O partido de Moqtada al Sadr, o Movimento Sadrista, foi o vencedor das legislativas de 2018 (actualmente 54 deputados). É o partido da população xiita mais pobre que tinha o centro do poder na antiga “Saddam city”, bairro pobre da capital iraquiana, rebaptizado “Sadr City”. Tem uma poderosa milícia. É visto como um líder nacionalista, populista, com uma relação turbulenta com o Irão.

A Aliança da Conquista (48), xiita, de milícias pró-Irão.

Houqouq, força próxima de um grupo das milícias pró-Irão.

Aliança do Estado de Direito (25 – o grande derrotado das eleições de 2018) tem o antigo Partido Islâmico Daawa (xiita) como principal pilar e é liderada pelo antigo Primeiro-Ministro Nouri al Maliki. Próximo do Irão.
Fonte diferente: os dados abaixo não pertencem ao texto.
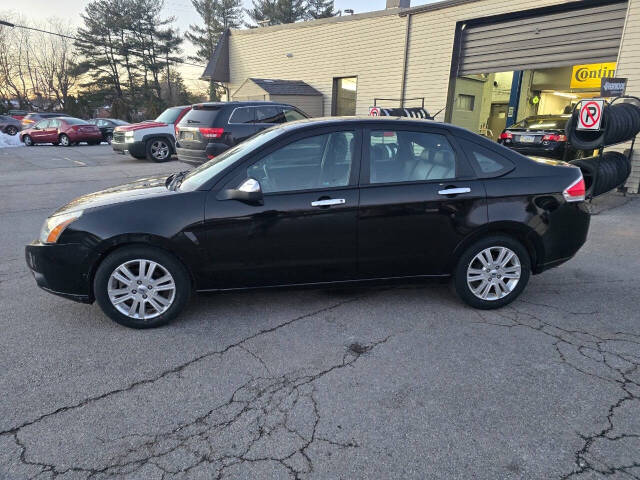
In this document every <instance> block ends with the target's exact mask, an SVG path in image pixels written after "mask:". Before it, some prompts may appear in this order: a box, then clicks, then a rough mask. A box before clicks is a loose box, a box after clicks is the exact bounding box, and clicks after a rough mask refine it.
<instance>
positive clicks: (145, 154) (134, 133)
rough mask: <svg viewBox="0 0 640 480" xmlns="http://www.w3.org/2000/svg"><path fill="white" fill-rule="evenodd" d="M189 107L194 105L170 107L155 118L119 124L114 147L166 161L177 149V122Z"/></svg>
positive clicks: (114, 138)
mask: <svg viewBox="0 0 640 480" xmlns="http://www.w3.org/2000/svg"><path fill="white" fill-rule="evenodd" d="M189 110H191V106H190V105H186V106H181V107H170V108H167V109H166V110H165V111H164V112H162V114H161V115H160V116H159V117H158V118H156V119H155V120H148V121H144V122H140V123H132V124H131V125H123V126H120V127H116V128H115V129H114V130H113V140H112V141H111V147H112V148H113V150H114V151H115V152H118V153H122V154H125V153H129V154H130V155H131V156H132V157H134V158H139V159H142V158H148V159H149V160H153V161H154V162H166V161H167V160H170V159H171V155H172V154H174V153H175V151H176V150H175V148H176V147H175V145H176V137H175V126H176V125H177V123H178V122H179V121H180V119H181V118H182V117H184V116H185V114H186V113H187V112H188V111H189Z"/></svg>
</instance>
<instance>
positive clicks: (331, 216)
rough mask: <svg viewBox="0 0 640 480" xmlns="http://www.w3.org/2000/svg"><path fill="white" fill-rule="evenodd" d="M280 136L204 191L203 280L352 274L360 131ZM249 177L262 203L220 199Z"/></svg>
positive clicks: (345, 131) (298, 281)
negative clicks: (205, 248) (204, 237)
mask: <svg viewBox="0 0 640 480" xmlns="http://www.w3.org/2000/svg"><path fill="white" fill-rule="evenodd" d="M285 142H286V143H285V144H284V145H280V146H278V147H276V148H275V149H271V150H270V151H266V152H265V154H264V156H262V158H259V159H256V160H254V161H253V162H252V163H251V164H249V165H243V166H241V167H240V168H239V169H237V170H236V171H234V172H233V174H232V177H231V179H227V180H225V182H226V183H225V185H223V187H222V188H221V189H214V190H212V192H211V193H210V194H209V196H208V198H207V204H206V210H205V228H206V231H207V232H206V235H207V245H206V248H207V251H208V257H209V258H210V262H209V265H208V277H209V285H208V286H207V288H238V287H253V286H264V285H278V284H300V283H316V282H324V281H332V280H347V279H352V278H355V277H356V275H357V272H356V268H357V259H356V254H357V240H356V229H357V214H358V189H357V186H356V182H357V173H358V172H357V170H358V166H359V165H358V164H359V158H360V153H359V152H360V147H359V145H360V133H359V132H358V130H335V129H330V130H326V131H324V130H323V131H322V132H321V133H320V132H316V133H314V134H312V135H310V134H306V136H304V137H300V138H298V137H296V138H295V139H291V140H289V141H285ZM246 178H253V179H255V180H257V181H258V182H259V183H260V185H261V189H262V192H263V195H264V204H262V205H255V204H254V205H252V204H248V203H244V202H242V201H239V200H226V199H222V198H223V197H224V196H223V195H221V192H223V191H224V190H226V189H229V188H235V187H237V186H238V185H239V184H240V183H242V181H243V180H244V179H246Z"/></svg>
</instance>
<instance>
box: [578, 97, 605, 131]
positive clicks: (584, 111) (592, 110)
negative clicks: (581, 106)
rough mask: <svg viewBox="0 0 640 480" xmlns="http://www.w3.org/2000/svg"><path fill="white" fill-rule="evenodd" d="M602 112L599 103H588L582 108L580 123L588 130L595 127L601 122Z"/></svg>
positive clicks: (596, 102)
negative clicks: (581, 123)
mask: <svg viewBox="0 0 640 480" xmlns="http://www.w3.org/2000/svg"><path fill="white" fill-rule="evenodd" d="M600 115H602V110H601V109H600V104H599V103H597V102H587V103H585V104H584V105H583V106H582V107H581V108H580V122H581V123H582V125H583V126H584V127H586V128H591V127H594V126H595V125H596V124H597V123H598V121H600Z"/></svg>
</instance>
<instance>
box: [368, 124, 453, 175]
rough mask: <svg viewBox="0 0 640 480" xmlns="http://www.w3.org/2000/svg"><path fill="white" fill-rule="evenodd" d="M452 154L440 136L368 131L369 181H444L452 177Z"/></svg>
mask: <svg viewBox="0 0 640 480" xmlns="http://www.w3.org/2000/svg"><path fill="white" fill-rule="evenodd" d="M456 167H457V165H456V155H455V152H454V150H453V148H452V147H451V144H450V143H449V141H448V140H447V138H446V137H445V136H444V135H440V134H438V133H427V132H412V131H401V130H399V131H395V130H394V131H388V130H387V131H383V130H374V131H372V132H371V136H370V144H369V172H370V182H371V183H394V182H417V181H428V180H447V179H452V178H455V177H456Z"/></svg>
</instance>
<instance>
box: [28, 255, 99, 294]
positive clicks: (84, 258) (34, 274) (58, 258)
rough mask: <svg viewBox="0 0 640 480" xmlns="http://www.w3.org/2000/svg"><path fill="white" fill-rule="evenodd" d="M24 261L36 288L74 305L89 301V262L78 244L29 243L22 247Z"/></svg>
mask: <svg viewBox="0 0 640 480" xmlns="http://www.w3.org/2000/svg"><path fill="white" fill-rule="evenodd" d="M25 259H26V261H27V266H28V267H29V269H30V270H31V273H32V274H33V276H34V278H35V280H36V283H37V285H38V286H39V287H40V288H42V289H43V290H46V291H47V292H49V293H53V294H54V295H58V296H61V297H64V298H68V299H70V300H74V301H76V302H82V303H92V302H93V296H92V294H91V288H90V266H91V265H92V261H91V257H90V255H89V252H88V250H87V249H86V248H85V247H83V246H82V245H80V244H68V245H44V244H42V243H40V242H33V243H31V244H29V245H27V246H26V247H25Z"/></svg>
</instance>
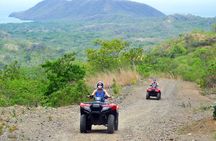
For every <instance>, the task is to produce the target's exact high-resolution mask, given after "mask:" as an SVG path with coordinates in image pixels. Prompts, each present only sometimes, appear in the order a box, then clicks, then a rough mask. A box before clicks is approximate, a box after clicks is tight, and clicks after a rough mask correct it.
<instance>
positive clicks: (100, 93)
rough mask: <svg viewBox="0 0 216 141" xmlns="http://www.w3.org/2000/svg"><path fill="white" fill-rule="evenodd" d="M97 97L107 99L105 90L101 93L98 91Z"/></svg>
mask: <svg viewBox="0 0 216 141" xmlns="http://www.w3.org/2000/svg"><path fill="white" fill-rule="evenodd" d="M95 96H96V97H102V98H104V97H105V92H104V91H103V90H101V91H99V90H97V91H96V93H95Z"/></svg>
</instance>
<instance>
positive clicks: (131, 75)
mask: <svg viewBox="0 0 216 141" xmlns="http://www.w3.org/2000/svg"><path fill="white" fill-rule="evenodd" d="M139 78H140V76H139V74H138V73H137V72H136V71H132V70H123V69H121V70H119V71H114V72H106V73H98V74H96V75H91V76H88V77H87V78H86V82H87V85H88V86H90V87H92V88H94V87H95V85H96V83H97V82H98V81H103V82H104V84H105V88H110V87H112V85H113V80H115V81H116V83H117V84H118V85H120V86H126V85H131V84H134V83H136V82H137V80H138V79H139Z"/></svg>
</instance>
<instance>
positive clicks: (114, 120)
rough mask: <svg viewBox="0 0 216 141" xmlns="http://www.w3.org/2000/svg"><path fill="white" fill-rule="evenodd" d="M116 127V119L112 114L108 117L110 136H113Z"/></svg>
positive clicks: (108, 129) (109, 131)
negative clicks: (113, 132) (112, 134)
mask: <svg viewBox="0 0 216 141" xmlns="http://www.w3.org/2000/svg"><path fill="white" fill-rule="evenodd" d="M114 126H115V117H114V115H112V114H110V115H109V117H108V124H107V131H108V133H109V134H112V133H113V132H114V128H115V127H114Z"/></svg>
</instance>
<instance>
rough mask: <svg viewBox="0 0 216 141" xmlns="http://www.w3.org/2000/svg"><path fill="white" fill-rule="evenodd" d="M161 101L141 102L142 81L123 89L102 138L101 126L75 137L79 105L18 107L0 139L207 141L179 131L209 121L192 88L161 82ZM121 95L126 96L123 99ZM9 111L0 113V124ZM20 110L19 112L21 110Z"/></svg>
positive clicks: (206, 115)
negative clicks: (118, 127)
mask: <svg viewBox="0 0 216 141" xmlns="http://www.w3.org/2000/svg"><path fill="white" fill-rule="evenodd" d="M159 83H160V88H161V90H162V99H161V100H160V101H157V100H146V99H145V90H146V88H147V86H148V84H147V83H144V84H141V83H140V84H139V85H136V86H133V87H132V86H131V87H127V88H125V89H124V90H123V96H124V98H122V100H121V103H120V118H119V120H120V121H119V122H120V123H119V131H117V132H115V133H114V134H107V133H106V128H105V127H103V126H102V127H98V126H93V131H92V132H91V133H87V134H80V133H79V107H78V106H70V107H64V108H58V109H52V108H48V109H44V108H36V109H26V108H25V107H19V108H18V109H19V110H16V108H15V111H16V118H11V119H8V121H7V124H8V125H9V126H13V125H14V126H16V128H17V130H15V131H14V132H11V133H10V132H7V131H6V132H4V134H3V135H2V136H1V137H0V140H31V141H38V140H40V141H42V140H43V141H83V140H86V141H98V140H101V141H102V140H103V141H160V140H161V141H165V140H169V141H173V140H177V141H179V140H180V141H189V140H194V141H195V140H196V141H211V140H213V137H212V136H210V135H209V134H200V133H190V132H188V133H187V132H186V133H185V132H183V131H182V130H183V129H184V128H185V127H187V126H189V125H191V124H192V123H195V122H198V121H200V120H202V119H205V118H208V117H211V113H210V111H202V110H200V109H201V107H203V106H205V105H208V104H210V103H211V102H212V101H210V100H209V99H208V98H206V97H204V96H201V95H200V94H199V89H198V87H197V86H196V85H194V84H193V83H190V82H184V81H180V80H169V79H161V80H160V81H159ZM126 95H127V96H126ZM13 108H14V107H12V108H11V109H7V111H6V110H5V109H1V112H2V111H3V110H5V111H4V116H1V119H2V120H6V119H4V117H5V116H6V115H8V114H10V112H9V113H8V111H12V112H13V111H14V109H13ZM21 109H22V110H21Z"/></svg>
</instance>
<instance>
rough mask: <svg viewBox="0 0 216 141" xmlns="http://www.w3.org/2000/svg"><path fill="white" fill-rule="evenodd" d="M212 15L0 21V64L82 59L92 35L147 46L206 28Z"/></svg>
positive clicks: (208, 29)
mask: <svg viewBox="0 0 216 141" xmlns="http://www.w3.org/2000/svg"><path fill="white" fill-rule="evenodd" d="M214 23H216V19H215V18H201V17H196V16H192V15H170V16H167V17H163V18H142V19H133V20H132V19H130V18H123V19H113V20H112V21H107V20H92V21H88V22H86V21H85V22H84V21H83V22H82V21H77V22H73V23H71V22H61V21H59V22H32V23H22V24H1V25H0V37H1V38H0V64H1V65H0V66H3V65H4V64H8V63H10V62H13V61H14V60H18V61H19V62H20V63H21V64H24V65H31V66H33V65H38V64H41V63H43V62H44V61H46V60H49V59H54V58H57V57H59V56H62V55H63V54H64V53H67V52H71V51H75V52H77V53H78V54H77V56H78V58H79V59H82V60H85V59H86V54H85V50H86V49H87V48H97V46H95V45H94V44H93V41H94V40H95V39H98V38H100V39H108V40H110V39H113V38H122V39H124V40H127V41H128V42H130V44H131V47H135V48H137V47H143V48H145V49H148V48H149V47H152V46H154V45H157V44H158V43H160V42H161V41H163V40H166V39H168V38H173V37H176V36H178V35H179V34H180V33H187V32H190V31H193V30H203V31H209V30H210V29H211V25H212V24H214Z"/></svg>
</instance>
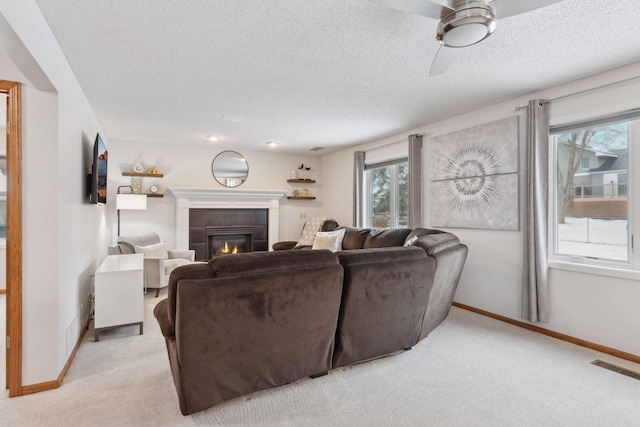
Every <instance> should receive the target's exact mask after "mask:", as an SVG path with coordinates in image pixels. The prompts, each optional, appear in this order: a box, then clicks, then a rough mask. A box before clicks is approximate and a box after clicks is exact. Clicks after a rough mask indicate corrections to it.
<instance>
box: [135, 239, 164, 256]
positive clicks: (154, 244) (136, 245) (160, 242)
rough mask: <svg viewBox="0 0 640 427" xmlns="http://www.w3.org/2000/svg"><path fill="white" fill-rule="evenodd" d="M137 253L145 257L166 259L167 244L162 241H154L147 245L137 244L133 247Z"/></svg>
mask: <svg viewBox="0 0 640 427" xmlns="http://www.w3.org/2000/svg"><path fill="white" fill-rule="evenodd" d="M134 249H135V251H136V253H137V254H142V255H144V257H145V258H160V259H168V258H169V252H168V251H167V245H165V244H164V242H160V243H155V244H153V245H149V246H138V245H136V246H135V247H134Z"/></svg>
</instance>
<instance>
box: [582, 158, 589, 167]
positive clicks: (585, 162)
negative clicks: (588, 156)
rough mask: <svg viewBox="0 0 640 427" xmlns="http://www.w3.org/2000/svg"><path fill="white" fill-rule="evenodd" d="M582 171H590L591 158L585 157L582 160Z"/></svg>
mask: <svg viewBox="0 0 640 427" xmlns="http://www.w3.org/2000/svg"><path fill="white" fill-rule="evenodd" d="M581 167H582V169H589V158H588V157H583V158H582V166H581Z"/></svg>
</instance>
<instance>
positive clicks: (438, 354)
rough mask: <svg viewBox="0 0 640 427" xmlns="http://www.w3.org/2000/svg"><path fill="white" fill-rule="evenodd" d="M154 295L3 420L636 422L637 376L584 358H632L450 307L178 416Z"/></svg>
mask: <svg viewBox="0 0 640 427" xmlns="http://www.w3.org/2000/svg"><path fill="white" fill-rule="evenodd" d="M164 293H166V290H165V291H164ZM162 298H164V294H161V296H160V298H157V299H156V298H152V297H151V296H150V295H149V296H147V297H146V300H145V333H144V335H142V336H140V335H137V328H133V327H130V328H120V329H116V330H113V331H107V332H103V333H102V334H101V340H100V342H93V333H92V332H93V331H92V330H91V331H89V332H88V333H87V335H86V336H85V338H84V340H83V342H82V344H81V346H80V349H79V351H78V353H77V355H76V358H75V360H74V362H73V363H72V365H71V368H70V370H69V373H68V374H67V377H66V378H65V380H64V382H63V384H62V386H61V387H60V388H59V389H57V390H52V391H47V392H43V393H38V394H35V395H29V396H23V397H19V398H14V399H9V398H8V397H7V393H6V392H5V393H4V395H3V397H2V398H0V413H1V416H0V425H3V426H4V425H7V426H9V425H11V426H182V425H185V426H191V425H233V426H243V425H264V426H391V425H393V426H640V381H638V380H636V379H633V378H629V377H626V376H623V375H620V374H617V373H614V372H611V371H608V370H605V369H602V368H599V367H596V366H593V365H591V364H590V362H591V361H592V360H594V359H596V358H599V359H602V360H606V361H608V362H611V363H615V364H618V365H621V366H623V367H626V368H628V369H631V370H634V371H636V372H640V366H639V365H637V364H634V363H631V362H628V361H624V360H620V359H616V358H614V357H610V356H606V355H603V354H601V353H598V352H595V351H592V350H588V349H585V348H582V347H577V346H574V345H571V344H568V343H565V342H562V341H558V340H555V339H553V338H549V337H545V336H542V335H538V334H536V333H533V332H529V331H526V330H523V329H521V328H517V327H515V326H511V325H508V324H505V323H502V322H499V321H496V320H493V319H489V318H486V317H483V316H480V315H477V314H474V313H470V312H467V311H465V310H461V309H457V308H454V309H453V310H452V311H451V314H450V315H449V317H448V318H447V320H446V321H445V322H444V323H443V324H442V325H441V326H440V327H439V328H438V329H436V330H435V331H434V332H433V333H432V334H431V336H429V337H428V338H427V339H426V340H424V341H422V342H421V343H420V344H418V345H417V346H416V347H415V348H414V349H413V350H411V351H408V352H405V353H401V354H398V355H395V356H391V357H387V358H384V359H379V360H376V361H373V362H368V363H365V364H361V365H358V366H352V367H347V368H344V369H338V370H336V371H332V372H331V373H329V375H327V376H325V377H321V378H318V379H315V380H311V379H303V380H300V381H298V382H297V383H294V384H290V385H287V386H284V387H279V388H276V389H271V390H267V391H265V392H262V393H258V394H254V395H252V396H249V397H244V398H239V399H236V400H234V401H231V402H226V403H224V404H221V405H218V406H216V407H214V408H211V409H208V410H206V411H203V412H200V413H197V414H194V415H192V416H189V417H183V416H182V415H181V414H180V411H179V409H178V402H177V397H176V393H175V388H174V385H173V382H172V378H171V374H170V371H169V362H168V360H167V355H166V350H165V346H164V340H163V338H162V336H161V334H160V331H159V328H158V326H157V323H156V321H155V319H154V318H153V315H152V310H153V307H154V306H155V304H156V303H157V302H158V301H159V300H160V299H162ZM636 338H637V337H636Z"/></svg>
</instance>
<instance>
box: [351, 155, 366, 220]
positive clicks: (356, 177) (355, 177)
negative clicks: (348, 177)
mask: <svg viewBox="0 0 640 427" xmlns="http://www.w3.org/2000/svg"><path fill="white" fill-rule="evenodd" d="M363 181H364V151H354V152H353V226H354V227H363V224H364V204H363V200H364V197H363V196H364V184H363Z"/></svg>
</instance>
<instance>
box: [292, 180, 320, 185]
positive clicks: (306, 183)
mask: <svg viewBox="0 0 640 427" xmlns="http://www.w3.org/2000/svg"><path fill="white" fill-rule="evenodd" d="M287 182H299V183H301V184H315V182H316V180H315V179H288V180H287Z"/></svg>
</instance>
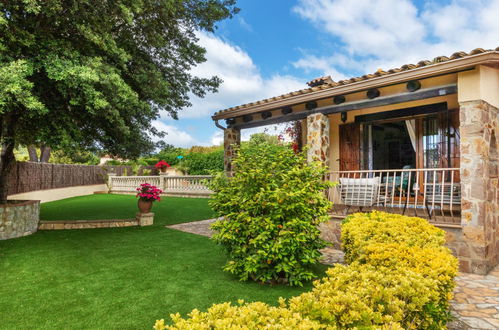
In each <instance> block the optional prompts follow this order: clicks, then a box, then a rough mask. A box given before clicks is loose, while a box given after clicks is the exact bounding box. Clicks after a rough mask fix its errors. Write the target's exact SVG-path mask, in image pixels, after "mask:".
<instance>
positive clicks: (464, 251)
mask: <svg viewBox="0 0 499 330" xmlns="http://www.w3.org/2000/svg"><path fill="white" fill-rule="evenodd" d="M459 117H460V134H461V146H460V150H461V190H462V198H461V225H462V237H461V241H462V243H460V244H462V245H461V247H460V248H459V249H458V251H457V253H458V257H459V259H460V266H461V269H462V270H463V271H467V272H472V273H475V274H486V273H487V272H488V271H489V270H491V269H492V268H493V267H494V266H495V265H497V264H498V260H499V254H498V252H499V232H498V229H499V228H498V210H499V207H498V206H499V203H498V202H499V195H498V176H497V175H498V173H497V164H498V159H497V158H498V155H497V143H498V142H499V141H498V140H497V136H498V133H499V109H498V108H496V107H494V106H492V105H490V104H489V103H487V102H485V101H483V100H477V101H466V102H461V103H460V113H459Z"/></svg>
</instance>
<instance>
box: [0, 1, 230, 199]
mask: <svg viewBox="0 0 499 330" xmlns="http://www.w3.org/2000/svg"><path fill="white" fill-rule="evenodd" d="M234 6H235V0H160V1H158V0H142V1H135V0H116V1H109V0H67V1H60V0H4V1H1V2H0V140H1V141H0V142H1V144H2V152H1V158H0V200H3V199H5V198H6V180H5V179H6V177H7V175H8V173H9V171H10V168H11V167H12V165H13V163H14V154H13V150H14V148H15V147H16V146H17V145H19V144H23V145H26V146H28V145H45V146H47V147H51V148H52V149H61V148H63V149H71V148H75V149H78V150H85V149H86V150H105V151H106V152H108V153H110V154H113V155H116V156H120V157H123V158H134V157H137V156H138V155H140V154H143V153H146V152H149V151H151V149H152V147H153V143H152V140H151V135H161V134H160V132H158V131H157V130H155V129H154V128H153V127H152V126H151V121H152V120H154V119H156V118H158V115H159V111H160V110H165V111H167V112H168V113H169V114H170V115H171V116H172V117H173V118H177V112H178V111H179V110H180V109H181V108H183V107H186V106H188V105H190V103H189V94H191V93H192V94H194V95H196V96H199V97H203V96H204V95H205V94H206V93H207V92H215V91H216V90H217V87H218V86H219V84H220V79H219V78H217V77H212V78H200V77H196V76H193V75H192V74H191V73H190V70H191V69H192V67H194V66H195V65H197V64H199V63H201V62H203V61H205V56H204V55H205V50H204V49H203V48H202V47H200V46H199V45H197V44H196V43H197V41H198V39H197V37H196V31H199V30H206V31H213V30H214V29H215V23H216V22H217V21H219V20H222V19H225V18H228V17H231V16H232V15H233V14H235V13H236V12H237V10H238V9H237V8H235V7H234Z"/></svg>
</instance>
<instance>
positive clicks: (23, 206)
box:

Aliança das Forças do Estado (42 deputados) que junta o antigo Primeiro-Ministro Haider al Abadi e Ammar al Akim (19), líder do Conselho Islâmico Supremo do Iraque, também eles xiitas.

Campo sunita (56)

Se o campo xiita está dividido, no campo sunita a realidade é semelhante e tem sido essa divisão, a par de uma fraca participação, que tem provocado uma representação parlamentar inferior ao que seria de esperar. O Movimento Taqadom (Progresso) é o que tem maior influência, sendo liderado pelo actual Presidente do Parlamento, Mohammed al Halbousi. Tem concorrência do Movimento Azm (Determinação) liderado por Khamis al Khanjar, um homem com boas relações com o Irão e com outros países vizinhos.

Campo curdo (51)

Apresentam-se os dois partidos históricos, Partido Democrático do Curdistão (25) (do clã Barzani) e a União Patriótica do Curdistão (18) (do clã Talabani). Concorrem também a Jamaa Islamiya, a Nova Geração e o Goran (Mudança).

Liberais (21)

O partido Wataniya tem actualmente 21 deputados.

Campo dos activistas

No campo dos manifestantes que têm contestado o poder no Iraque e que exigiram uma renovação total da classe política, alguns apelam ao boicote das eleições, outros vão concorrer, e outros ainda decidiram integrar partidos e coligações vistos como moderados. O Imtidad é um movimento do campo activista que se organizou para participar nas eleições.

Outras minorias (13 deputados)

Para se perceber/ler um pouco melhor os resultados destas eleições convém reter que os xiitas são cerca de 60% da população e os sunitas 32 a 37%. Os curdos são maioritariamente sunitas. Há também população cristã e outras minorias.